LaDuke’s presentation — “Creating Just Societies: The
Environment, the Economy and Human Relations in
the Next Millennium” — will focus on what is required for
the creation of just societies that are in harmony with nature.
The event will take place at 8 p.m. in the Montana Theatre, located in
UM’s Performing Arts and Radio/Television Center.
Earlier that day from 3:10 to 4:30 p.m., LaDuke will give a seminar titled
“Indigenous Thinking on Sustainable Development: Strategies for
the Northern Plains-Great Lakes Region” in Gallagher Business Building
Room 123.
Both events are free and open to the public. They are presented in collaboration
with UM’s academic affairs office, the University’s women’s
studies, environmental studies and Native American studies programs, and
the Montana Museum of Art & Culture.
LaDuke, a member of the Anishinaabe nation, is executive director of Honor
the Earth, a national organization formed to meet the needs of a growing
Native environmental movement.
A graduate of Harvard and Antioch universities, she has written extensively
on American Indian and environmental issues. Among her books are “Recovering
the Sacred: The Power of Naming and Claiming,” “Last Woman
Standing” and “All Our Relations: Native Struggles for Land
and Life.”
LaDuke was Ralph Nader’s Green Party vice-presidential running mate
in 1996 and 2000.
In 1989, she received the Reebok Human Rights Award and used part of the
proceeds to start the White Earth Land Recovery Project.

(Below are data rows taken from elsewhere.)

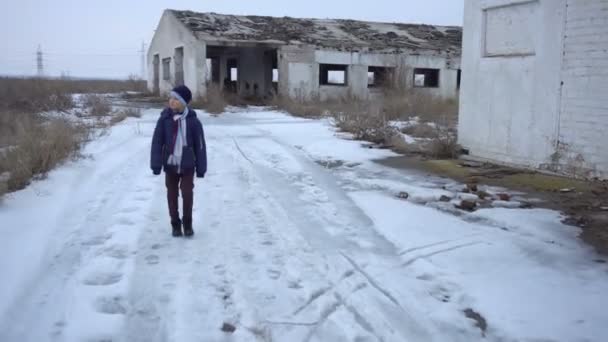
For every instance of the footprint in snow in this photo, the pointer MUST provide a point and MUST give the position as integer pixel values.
(152, 259)
(219, 270)
(126, 221)
(129, 210)
(247, 257)
(117, 252)
(274, 274)
(96, 241)
(102, 279)
(110, 305)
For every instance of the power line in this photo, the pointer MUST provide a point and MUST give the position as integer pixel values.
(143, 60)
(40, 62)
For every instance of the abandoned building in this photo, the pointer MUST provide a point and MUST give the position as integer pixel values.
(257, 56)
(535, 84)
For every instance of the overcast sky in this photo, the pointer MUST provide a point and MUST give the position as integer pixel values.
(103, 38)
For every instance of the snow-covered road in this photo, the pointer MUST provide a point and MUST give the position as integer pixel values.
(300, 237)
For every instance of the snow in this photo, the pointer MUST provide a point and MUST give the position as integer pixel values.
(300, 236)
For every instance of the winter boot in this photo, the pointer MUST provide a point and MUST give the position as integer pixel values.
(188, 232)
(177, 228)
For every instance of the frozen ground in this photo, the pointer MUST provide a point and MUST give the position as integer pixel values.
(300, 237)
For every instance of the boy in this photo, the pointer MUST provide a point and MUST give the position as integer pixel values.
(178, 147)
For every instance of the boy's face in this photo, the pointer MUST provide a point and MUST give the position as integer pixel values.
(175, 105)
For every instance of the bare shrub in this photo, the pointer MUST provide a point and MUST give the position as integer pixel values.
(420, 131)
(444, 145)
(403, 104)
(98, 105)
(399, 145)
(122, 115)
(132, 112)
(118, 118)
(365, 121)
(40, 145)
(297, 108)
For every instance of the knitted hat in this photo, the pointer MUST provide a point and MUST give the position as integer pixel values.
(182, 94)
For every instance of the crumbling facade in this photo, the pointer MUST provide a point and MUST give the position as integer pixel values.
(302, 58)
(535, 84)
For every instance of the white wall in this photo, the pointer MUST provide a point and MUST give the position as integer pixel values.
(535, 84)
(171, 34)
(509, 101)
(583, 125)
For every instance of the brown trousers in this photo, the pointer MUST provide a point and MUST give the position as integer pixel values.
(174, 183)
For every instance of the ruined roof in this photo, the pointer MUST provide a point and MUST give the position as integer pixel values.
(335, 34)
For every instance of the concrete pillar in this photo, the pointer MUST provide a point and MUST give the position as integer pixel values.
(357, 81)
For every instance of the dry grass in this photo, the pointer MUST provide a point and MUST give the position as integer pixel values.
(368, 119)
(444, 145)
(420, 131)
(97, 105)
(365, 121)
(124, 114)
(399, 145)
(33, 95)
(404, 104)
(37, 147)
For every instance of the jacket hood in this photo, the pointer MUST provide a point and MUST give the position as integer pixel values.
(168, 112)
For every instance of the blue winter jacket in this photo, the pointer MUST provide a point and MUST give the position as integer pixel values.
(194, 156)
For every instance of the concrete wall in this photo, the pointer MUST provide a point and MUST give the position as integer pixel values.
(171, 34)
(534, 84)
(299, 72)
(254, 69)
(509, 101)
(583, 124)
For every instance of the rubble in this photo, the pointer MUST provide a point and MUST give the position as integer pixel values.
(336, 34)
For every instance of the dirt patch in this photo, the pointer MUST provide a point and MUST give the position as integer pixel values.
(480, 321)
(585, 203)
(330, 164)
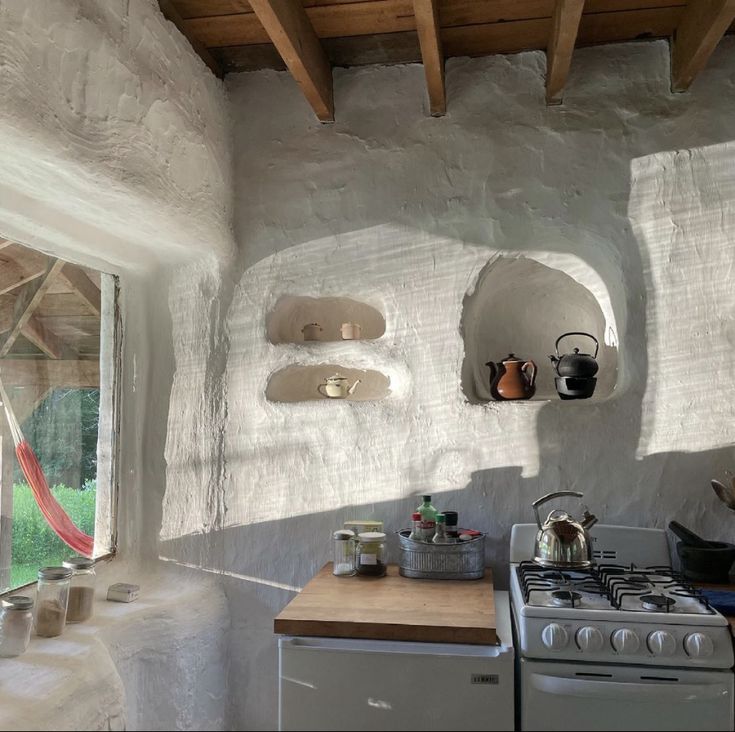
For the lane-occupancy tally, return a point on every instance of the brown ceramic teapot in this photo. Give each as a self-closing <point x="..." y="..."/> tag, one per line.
<point x="510" y="378"/>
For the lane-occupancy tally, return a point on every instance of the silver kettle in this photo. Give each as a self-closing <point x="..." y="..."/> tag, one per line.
<point x="561" y="541"/>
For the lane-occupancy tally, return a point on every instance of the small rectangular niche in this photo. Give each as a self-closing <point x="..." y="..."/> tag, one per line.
<point x="289" y="320"/>
<point x="301" y="384"/>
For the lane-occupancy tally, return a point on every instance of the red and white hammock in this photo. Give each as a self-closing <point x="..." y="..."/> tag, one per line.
<point x="54" y="514"/>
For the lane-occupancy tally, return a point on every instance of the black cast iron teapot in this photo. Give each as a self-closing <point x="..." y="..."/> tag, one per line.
<point x="576" y="365"/>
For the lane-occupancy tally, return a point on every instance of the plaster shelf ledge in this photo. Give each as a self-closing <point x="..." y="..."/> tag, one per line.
<point x="90" y="677"/>
<point x="286" y="321"/>
<point x="303" y="384"/>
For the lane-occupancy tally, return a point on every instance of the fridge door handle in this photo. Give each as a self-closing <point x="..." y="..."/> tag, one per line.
<point x="645" y="691"/>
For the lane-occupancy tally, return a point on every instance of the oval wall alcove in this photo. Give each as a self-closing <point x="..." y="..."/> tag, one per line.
<point x="300" y="384"/>
<point x="285" y="323"/>
<point x="521" y="306"/>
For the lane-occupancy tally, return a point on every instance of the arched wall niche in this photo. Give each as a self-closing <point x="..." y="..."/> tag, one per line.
<point x="521" y="306"/>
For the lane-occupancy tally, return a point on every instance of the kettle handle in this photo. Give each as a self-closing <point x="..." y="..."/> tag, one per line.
<point x="532" y="366"/>
<point x="577" y="332"/>
<point x="535" y="505"/>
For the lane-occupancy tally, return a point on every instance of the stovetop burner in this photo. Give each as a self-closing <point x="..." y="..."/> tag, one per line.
<point x="564" y="598"/>
<point x="657" y="602"/>
<point x="611" y="587"/>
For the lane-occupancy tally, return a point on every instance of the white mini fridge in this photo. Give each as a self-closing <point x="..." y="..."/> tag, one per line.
<point x="343" y="684"/>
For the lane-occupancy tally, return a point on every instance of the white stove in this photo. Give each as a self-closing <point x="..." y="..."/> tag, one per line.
<point x="628" y="635"/>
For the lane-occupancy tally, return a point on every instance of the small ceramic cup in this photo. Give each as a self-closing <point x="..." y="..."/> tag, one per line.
<point x="311" y="331"/>
<point x="351" y="331"/>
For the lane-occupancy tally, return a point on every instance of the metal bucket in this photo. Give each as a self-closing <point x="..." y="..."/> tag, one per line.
<point x="420" y="560"/>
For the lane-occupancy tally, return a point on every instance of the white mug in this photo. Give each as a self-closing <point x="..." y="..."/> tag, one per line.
<point x="351" y="331"/>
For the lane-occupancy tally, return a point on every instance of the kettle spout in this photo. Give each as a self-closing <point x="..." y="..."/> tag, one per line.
<point x="588" y="520"/>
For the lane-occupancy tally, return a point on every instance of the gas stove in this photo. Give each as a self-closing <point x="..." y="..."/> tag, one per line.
<point x="625" y="644"/>
<point x="630" y="607"/>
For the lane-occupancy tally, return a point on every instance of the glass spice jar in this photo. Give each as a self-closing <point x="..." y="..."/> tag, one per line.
<point x="81" y="592"/>
<point x="344" y="553"/>
<point x="52" y="600"/>
<point x="371" y="555"/>
<point x="16" y="623"/>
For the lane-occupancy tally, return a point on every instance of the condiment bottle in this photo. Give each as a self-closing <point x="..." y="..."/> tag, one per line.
<point x="428" y="518"/>
<point x="344" y="553"/>
<point x="81" y="592"/>
<point x="16" y="623"/>
<point x="417" y="533"/>
<point x="440" y="537"/>
<point x="371" y="554"/>
<point x="52" y="600"/>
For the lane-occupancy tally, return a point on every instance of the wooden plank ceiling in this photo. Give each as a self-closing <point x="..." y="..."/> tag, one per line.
<point x="308" y="37"/>
<point x="49" y="324"/>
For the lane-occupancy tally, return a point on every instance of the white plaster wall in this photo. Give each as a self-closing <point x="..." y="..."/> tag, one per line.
<point x="113" y="135"/>
<point x="115" y="153"/>
<point x="404" y="210"/>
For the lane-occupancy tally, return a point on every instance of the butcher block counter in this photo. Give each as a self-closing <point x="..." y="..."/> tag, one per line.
<point x="393" y="608"/>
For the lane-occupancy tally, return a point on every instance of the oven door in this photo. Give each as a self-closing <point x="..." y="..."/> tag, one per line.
<point x="564" y="696"/>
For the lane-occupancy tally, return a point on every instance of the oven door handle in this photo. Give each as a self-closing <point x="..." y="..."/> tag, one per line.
<point x="646" y="690"/>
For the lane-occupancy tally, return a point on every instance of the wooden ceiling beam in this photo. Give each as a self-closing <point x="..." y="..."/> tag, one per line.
<point x="26" y="303"/>
<point x="70" y="374"/>
<point x="564" y="29"/>
<point x="700" y="29"/>
<point x="291" y="32"/>
<point x="427" y="26"/>
<point x="12" y="276"/>
<point x="171" y="14"/>
<point x="83" y="287"/>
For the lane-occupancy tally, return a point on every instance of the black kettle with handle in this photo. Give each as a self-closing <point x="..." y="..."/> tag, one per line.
<point x="575" y="371"/>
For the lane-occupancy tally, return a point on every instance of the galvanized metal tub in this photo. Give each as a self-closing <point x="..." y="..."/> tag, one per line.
<point x="420" y="560"/>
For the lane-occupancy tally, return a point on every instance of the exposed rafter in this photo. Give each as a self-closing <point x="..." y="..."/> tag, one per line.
<point x="83" y="286"/>
<point x="28" y="299"/>
<point x="427" y="26"/>
<point x="170" y="13"/>
<point x="700" y="29"/>
<point x="564" y="29"/>
<point x="291" y="32"/>
<point x="71" y="374"/>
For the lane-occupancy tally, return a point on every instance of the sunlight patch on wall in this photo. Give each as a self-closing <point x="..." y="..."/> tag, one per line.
<point x="682" y="207"/>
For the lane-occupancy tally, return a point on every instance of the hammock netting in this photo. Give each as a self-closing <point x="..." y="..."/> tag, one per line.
<point x="54" y="514"/>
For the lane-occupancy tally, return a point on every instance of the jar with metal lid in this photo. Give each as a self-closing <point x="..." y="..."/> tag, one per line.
<point x="52" y="600"/>
<point x="16" y="623"/>
<point x="371" y="554"/>
<point x="344" y="553"/>
<point x="81" y="593"/>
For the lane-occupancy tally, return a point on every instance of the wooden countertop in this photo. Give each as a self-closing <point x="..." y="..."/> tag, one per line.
<point x="393" y="608"/>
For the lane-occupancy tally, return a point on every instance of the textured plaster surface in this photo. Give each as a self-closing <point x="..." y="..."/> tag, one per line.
<point x="114" y="138"/>
<point x="404" y="211"/>
<point x="158" y="663"/>
<point x="115" y="153"/>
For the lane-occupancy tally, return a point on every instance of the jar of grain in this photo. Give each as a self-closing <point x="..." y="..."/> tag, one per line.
<point x="81" y="593"/>
<point x="371" y="559"/>
<point x="16" y="623"/>
<point x="52" y="600"/>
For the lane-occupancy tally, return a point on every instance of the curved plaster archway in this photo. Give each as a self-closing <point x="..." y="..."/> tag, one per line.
<point x="521" y="306"/>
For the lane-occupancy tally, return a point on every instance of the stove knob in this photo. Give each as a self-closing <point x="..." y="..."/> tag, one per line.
<point x="661" y="643"/>
<point x="699" y="645"/>
<point x="625" y="641"/>
<point x="554" y="637"/>
<point x="590" y="639"/>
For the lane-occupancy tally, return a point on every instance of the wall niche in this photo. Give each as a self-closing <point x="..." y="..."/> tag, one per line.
<point x="285" y="323"/>
<point x="300" y="384"/>
<point x="521" y="306"/>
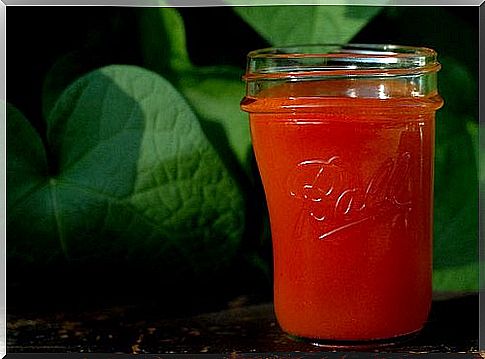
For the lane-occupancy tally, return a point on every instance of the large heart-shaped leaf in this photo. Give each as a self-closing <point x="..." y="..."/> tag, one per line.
<point x="128" y="174"/>
<point x="215" y="93"/>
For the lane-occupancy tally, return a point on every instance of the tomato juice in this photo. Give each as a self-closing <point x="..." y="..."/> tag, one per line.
<point x="348" y="179"/>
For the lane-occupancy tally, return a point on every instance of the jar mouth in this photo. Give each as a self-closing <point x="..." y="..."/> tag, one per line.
<point x="334" y="60"/>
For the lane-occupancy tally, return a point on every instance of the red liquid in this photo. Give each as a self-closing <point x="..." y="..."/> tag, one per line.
<point x="349" y="188"/>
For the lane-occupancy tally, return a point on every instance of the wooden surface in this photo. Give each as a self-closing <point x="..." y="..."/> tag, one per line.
<point x="452" y="328"/>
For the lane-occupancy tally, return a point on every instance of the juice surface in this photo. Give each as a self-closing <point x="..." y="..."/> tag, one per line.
<point x="348" y="183"/>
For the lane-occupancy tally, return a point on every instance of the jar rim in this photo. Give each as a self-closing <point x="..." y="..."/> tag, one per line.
<point x="323" y="60"/>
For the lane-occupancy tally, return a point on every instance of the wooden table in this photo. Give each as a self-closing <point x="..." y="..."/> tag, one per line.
<point x="244" y="329"/>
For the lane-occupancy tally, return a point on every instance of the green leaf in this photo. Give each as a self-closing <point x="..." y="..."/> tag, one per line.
<point x="133" y="178"/>
<point x="296" y="25"/>
<point x="162" y="39"/>
<point x="215" y="94"/>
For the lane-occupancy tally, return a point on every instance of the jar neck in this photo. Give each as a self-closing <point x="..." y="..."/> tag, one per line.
<point x="350" y="71"/>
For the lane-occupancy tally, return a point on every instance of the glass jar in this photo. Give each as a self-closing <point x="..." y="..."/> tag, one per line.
<point x="344" y="140"/>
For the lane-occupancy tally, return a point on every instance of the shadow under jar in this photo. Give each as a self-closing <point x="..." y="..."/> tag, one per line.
<point x="344" y="140"/>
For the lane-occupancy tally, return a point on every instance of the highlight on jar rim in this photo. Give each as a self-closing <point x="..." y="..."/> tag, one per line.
<point x="402" y="71"/>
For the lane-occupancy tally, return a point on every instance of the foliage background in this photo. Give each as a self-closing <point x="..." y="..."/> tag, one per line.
<point x="201" y="237"/>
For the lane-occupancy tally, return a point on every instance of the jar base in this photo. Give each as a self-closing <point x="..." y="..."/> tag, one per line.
<point x="357" y="345"/>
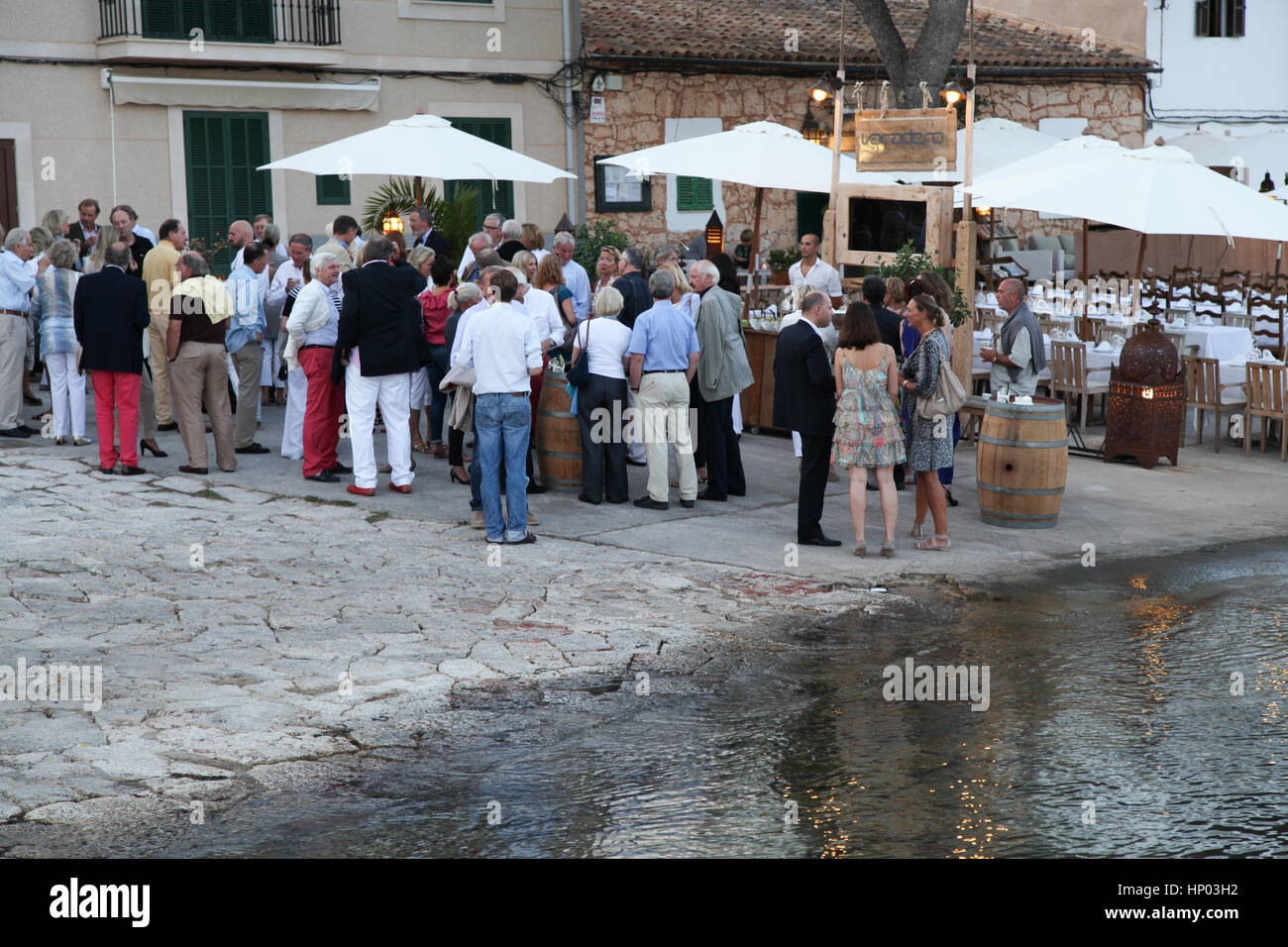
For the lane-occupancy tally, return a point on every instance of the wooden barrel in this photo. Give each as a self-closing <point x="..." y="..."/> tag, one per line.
<point x="558" y="436"/>
<point x="1021" y="463"/>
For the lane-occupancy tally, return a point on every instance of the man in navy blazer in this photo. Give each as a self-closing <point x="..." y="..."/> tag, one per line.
<point x="110" y="313"/>
<point x="380" y="342"/>
<point x="805" y="401"/>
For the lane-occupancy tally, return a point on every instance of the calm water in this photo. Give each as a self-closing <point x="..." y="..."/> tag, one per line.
<point x="1109" y="686"/>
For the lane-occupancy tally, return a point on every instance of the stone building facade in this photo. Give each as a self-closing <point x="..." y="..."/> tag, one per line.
<point x="658" y="90"/>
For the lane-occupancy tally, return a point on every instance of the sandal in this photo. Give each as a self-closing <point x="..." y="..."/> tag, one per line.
<point x="931" y="545"/>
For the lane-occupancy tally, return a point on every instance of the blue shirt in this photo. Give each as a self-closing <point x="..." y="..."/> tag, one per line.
<point x="248" y="317"/>
<point x="665" y="337"/>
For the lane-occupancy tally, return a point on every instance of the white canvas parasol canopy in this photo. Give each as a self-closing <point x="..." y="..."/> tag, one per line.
<point x="421" y="146"/>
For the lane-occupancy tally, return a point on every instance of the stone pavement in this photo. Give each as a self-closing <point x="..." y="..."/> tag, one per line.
<point x="249" y="620"/>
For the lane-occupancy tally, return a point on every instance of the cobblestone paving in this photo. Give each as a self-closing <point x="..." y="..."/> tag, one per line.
<point x="240" y="630"/>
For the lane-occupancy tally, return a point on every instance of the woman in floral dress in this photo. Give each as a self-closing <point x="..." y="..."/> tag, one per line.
<point x="867" y="421"/>
<point x="930" y="442"/>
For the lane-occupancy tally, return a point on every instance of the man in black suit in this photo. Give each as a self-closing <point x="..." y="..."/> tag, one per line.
<point x="634" y="286"/>
<point x="424" y="235"/>
<point x="805" y="401"/>
<point x="110" y="313"/>
<point x="888" y="324"/>
<point x="380" y="343"/>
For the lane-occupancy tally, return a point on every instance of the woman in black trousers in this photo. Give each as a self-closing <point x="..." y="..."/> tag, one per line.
<point x="601" y="401"/>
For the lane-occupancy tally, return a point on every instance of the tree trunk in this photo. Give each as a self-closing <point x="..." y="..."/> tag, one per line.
<point x="930" y="55"/>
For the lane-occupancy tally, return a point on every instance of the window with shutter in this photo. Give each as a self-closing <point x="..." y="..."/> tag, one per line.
<point x="485" y="196"/>
<point x="333" y="189"/>
<point x="694" y="193"/>
<point x="222" y="153"/>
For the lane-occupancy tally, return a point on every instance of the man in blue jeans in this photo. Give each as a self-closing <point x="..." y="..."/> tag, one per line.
<point x="502" y="347"/>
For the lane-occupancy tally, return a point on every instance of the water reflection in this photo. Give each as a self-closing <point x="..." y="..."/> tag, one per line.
<point x="1113" y="728"/>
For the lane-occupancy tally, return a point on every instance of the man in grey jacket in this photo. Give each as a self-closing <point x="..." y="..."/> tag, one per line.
<point x="722" y="372"/>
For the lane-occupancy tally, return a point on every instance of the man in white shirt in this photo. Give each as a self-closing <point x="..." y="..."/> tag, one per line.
<point x="492" y="231"/>
<point x="575" y="275"/>
<point x="261" y="223"/>
<point x="809" y="269"/>
<point x="16" y="285"/>
<point x="288" y="275"/>
<point x="503" y="348"/>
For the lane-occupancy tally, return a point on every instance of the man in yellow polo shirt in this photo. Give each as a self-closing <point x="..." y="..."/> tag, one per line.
<point x="161" y="274"/>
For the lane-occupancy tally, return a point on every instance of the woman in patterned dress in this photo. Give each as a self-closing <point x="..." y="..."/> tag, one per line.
<point x="930" y="442"/>
<point x="868" y="433"/>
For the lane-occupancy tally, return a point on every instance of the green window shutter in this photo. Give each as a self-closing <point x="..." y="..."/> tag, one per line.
<point x="257" y="21"/>
<point x="694" y="193"/>
<point x="222" y="151"/>
<point x="487" y="197"/>
<point x="161" y="18"/>
<point x="333" y="189"/>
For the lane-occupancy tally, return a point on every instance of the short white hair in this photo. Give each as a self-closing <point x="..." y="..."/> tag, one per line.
<point x="706" y="266"/>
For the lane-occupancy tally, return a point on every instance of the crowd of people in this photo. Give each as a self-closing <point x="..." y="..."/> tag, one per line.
<point x="366" y="333"/>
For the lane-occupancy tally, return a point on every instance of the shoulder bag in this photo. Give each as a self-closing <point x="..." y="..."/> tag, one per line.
<point x="949" y="395"/>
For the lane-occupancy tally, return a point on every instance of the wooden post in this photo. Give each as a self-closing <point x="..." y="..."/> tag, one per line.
<point x="962" y="338"/>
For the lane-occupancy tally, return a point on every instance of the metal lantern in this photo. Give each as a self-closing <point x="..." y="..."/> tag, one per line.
<point x="715" y="235"/>
<point x="810" y="129"/>
<point x="1146" y="399"/>
<point x="391" y="223"/>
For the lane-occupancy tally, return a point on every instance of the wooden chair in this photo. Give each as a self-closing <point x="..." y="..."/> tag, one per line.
<point x="1068" y="365"/>
<point x="1203" y="393"/>
<point x="1266" y="307"/>
<point x="1266" y="401"/>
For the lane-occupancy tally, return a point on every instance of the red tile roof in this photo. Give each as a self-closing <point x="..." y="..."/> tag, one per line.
<point x="751" y="31"/>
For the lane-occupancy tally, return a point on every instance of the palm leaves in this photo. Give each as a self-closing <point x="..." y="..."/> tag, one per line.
<point x="454" y="219"/>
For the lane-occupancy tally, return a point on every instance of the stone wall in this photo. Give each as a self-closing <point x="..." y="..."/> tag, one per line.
<point x="635" y="119"/>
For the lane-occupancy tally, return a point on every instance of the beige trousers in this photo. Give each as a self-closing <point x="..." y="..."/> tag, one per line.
<point x="249" y="361"/>
<point x="664" y="419"/>
<point x="201" y="369"/>
<point x="13" y="356"/>
<point x="160" y="368"/>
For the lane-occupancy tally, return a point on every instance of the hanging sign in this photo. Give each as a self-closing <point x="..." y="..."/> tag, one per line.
<point x="907" y="140"/>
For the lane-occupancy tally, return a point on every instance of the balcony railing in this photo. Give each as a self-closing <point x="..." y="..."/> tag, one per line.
<point x="312" y="22"/>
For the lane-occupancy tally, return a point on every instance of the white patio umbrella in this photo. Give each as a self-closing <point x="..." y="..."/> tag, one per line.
<point x="1154" y="189"/>
<point x="760" y="154"/>
<point x="997" y="142"/>
<point x="423" y="146"/>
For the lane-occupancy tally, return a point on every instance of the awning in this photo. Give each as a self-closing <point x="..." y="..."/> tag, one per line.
<point x="239" y="93"/>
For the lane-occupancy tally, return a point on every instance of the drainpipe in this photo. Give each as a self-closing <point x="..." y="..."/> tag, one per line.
<point x="571" y="127"/>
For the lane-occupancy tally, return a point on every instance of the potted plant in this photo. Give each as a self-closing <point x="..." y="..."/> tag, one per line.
<point x="780" y="262"/>
<point x="909" y="262"/>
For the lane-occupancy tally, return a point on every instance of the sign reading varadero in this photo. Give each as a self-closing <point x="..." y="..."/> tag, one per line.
<point x="907" y="141"/>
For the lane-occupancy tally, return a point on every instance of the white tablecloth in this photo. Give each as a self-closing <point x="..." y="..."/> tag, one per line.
<point x="1223" y="343"/>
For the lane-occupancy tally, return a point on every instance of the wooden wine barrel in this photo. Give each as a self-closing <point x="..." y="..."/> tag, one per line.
<point x="558" y="436"/>
<point x="1021" y="463"/>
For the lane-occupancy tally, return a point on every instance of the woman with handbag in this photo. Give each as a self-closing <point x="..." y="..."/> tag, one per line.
<point x="925" y="373"/>
<point x="599" y="372"/>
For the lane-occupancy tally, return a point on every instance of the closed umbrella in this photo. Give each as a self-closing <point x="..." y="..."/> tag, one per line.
<point x="421" y="146"/>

In 1994, LaDuke was nominated by Time magazine as one of the country’s
50 most promising leaders under 40. She also has received the Thomas Merton
Award, the Ann Bancroft Award and the Global Green Award. In 1997, she
was named a Ms. Magazine Woman of the Year.
LaDuke was instrumental in bringing “Impacted Nations” to
the Montana Museum of Art & Culture at UM. The traveling exhibition,
now in the museum’s Meloy and Paxson galleries, features 52 works
by 44 contemporary American Indian artists that address the conflict between
Native people’s relationship to the earth and the political and
economic forces that undermine it.
LaDuke will speak at a closing reception for the exhibition from 6 to
8 p.m. Tuesday, Feb. 26, at the museum.